Sürecin Diyeti
Hükümet karşıtı marjinal gruplar gibi Cumhurbaşkanı ve AK Parti de, milliyetçi oylar ile HDP’nin barajı aşıp aşmayacağına kilitlenmiş durumda.
Nedeni malum.
1-HDP barajı geçerse, AK Parti tahmin edilen en yüksek oyu bile alsa, milletvekili sayısında ciddi bir düşüş olacak; 300 milletvekilini dahi yakalayamayabilecek.
2-Öte yandan AK Parti’nin milliyetçi oylarında düşüş var.
Bunu ilk gören Sayın Cumhurbaşkanı oldu.
Mimarı olduğu Çözüm Süreci’ne hemen müdahalede bulundu.
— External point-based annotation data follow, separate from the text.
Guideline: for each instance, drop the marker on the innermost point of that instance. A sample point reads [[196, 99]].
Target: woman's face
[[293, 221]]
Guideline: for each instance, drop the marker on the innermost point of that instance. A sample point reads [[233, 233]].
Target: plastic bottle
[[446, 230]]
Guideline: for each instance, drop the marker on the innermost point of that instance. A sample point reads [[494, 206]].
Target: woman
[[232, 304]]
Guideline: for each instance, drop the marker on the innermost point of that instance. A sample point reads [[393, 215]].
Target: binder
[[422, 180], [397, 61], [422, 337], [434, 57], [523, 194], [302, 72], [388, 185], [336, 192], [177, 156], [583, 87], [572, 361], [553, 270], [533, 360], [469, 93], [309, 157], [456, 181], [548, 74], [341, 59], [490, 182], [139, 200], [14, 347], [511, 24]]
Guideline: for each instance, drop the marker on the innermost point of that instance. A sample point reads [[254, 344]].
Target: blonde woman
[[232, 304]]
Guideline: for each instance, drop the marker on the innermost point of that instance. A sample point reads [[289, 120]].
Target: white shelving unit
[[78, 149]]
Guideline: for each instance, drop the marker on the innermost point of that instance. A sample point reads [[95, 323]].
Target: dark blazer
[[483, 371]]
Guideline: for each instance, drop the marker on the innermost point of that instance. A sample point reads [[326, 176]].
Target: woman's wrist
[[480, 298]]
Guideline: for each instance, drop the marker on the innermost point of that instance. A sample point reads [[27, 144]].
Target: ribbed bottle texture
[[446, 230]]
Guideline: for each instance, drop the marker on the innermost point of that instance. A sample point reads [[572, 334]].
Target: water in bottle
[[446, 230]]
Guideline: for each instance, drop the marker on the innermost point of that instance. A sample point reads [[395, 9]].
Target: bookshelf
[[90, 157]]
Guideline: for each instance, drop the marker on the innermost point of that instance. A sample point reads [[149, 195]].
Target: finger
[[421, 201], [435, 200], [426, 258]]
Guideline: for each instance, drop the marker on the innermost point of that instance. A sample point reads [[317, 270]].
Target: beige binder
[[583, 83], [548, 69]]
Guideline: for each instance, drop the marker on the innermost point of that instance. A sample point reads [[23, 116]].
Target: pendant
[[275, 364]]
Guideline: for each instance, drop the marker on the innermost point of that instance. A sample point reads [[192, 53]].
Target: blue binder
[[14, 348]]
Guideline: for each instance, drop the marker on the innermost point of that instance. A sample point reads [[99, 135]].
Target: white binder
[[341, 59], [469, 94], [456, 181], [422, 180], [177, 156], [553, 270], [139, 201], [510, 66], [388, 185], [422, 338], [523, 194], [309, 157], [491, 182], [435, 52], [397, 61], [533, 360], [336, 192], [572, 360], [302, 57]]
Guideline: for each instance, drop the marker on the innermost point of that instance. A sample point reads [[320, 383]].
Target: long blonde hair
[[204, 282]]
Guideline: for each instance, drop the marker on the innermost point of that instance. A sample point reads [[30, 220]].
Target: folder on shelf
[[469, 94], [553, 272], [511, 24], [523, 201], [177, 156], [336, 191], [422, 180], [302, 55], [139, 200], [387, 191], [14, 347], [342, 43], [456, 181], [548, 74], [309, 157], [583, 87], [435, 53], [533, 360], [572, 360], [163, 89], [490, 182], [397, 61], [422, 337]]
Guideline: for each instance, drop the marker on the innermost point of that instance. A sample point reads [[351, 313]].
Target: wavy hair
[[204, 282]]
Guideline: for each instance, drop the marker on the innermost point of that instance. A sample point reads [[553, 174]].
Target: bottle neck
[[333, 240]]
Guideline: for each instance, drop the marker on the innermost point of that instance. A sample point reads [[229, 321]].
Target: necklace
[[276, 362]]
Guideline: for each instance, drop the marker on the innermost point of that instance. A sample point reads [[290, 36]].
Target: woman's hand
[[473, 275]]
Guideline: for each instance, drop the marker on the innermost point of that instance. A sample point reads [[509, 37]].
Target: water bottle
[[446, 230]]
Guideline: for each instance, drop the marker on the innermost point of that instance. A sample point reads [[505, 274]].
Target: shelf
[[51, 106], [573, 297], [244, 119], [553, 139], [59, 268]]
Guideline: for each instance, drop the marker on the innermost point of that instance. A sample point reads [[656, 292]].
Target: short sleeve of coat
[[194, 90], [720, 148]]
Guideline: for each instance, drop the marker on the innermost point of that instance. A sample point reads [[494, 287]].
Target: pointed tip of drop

Hükümet de İzleme Heyeti oluşturmakla meşgul iken işareti çakarak, Süreci dondurdu.
Şimdi giden milliyetçi oyları geri çekmek için millet, bölücü terör örgütü temsilcileri ve siyasi uzantıları ile hiç masaya oturulmadığına inandırılmaya çalışılıyor.
Hafızalardan son bir iki yıl tamamen silinmek isteniyor.
“Terör örgütüyle aynı masada oturmak devletin çöktüğü anlamına gelir” bile denildi.
Ya halkın olup bitenlerden “Nasıl yani, iki yıldır sizin yaptığınız ne” demeyi akıl edemeyecek kadar bihaber olduğu düşünülüyor,
Ya da halka “nasıl olsa anlamamıştır” gözüyle bakılıyor.
***
Diğer taraftan terör örgütüne artık “terör örgütü” deniliyor, aynı şekilde HDP gerçeğinden söz ediliyor.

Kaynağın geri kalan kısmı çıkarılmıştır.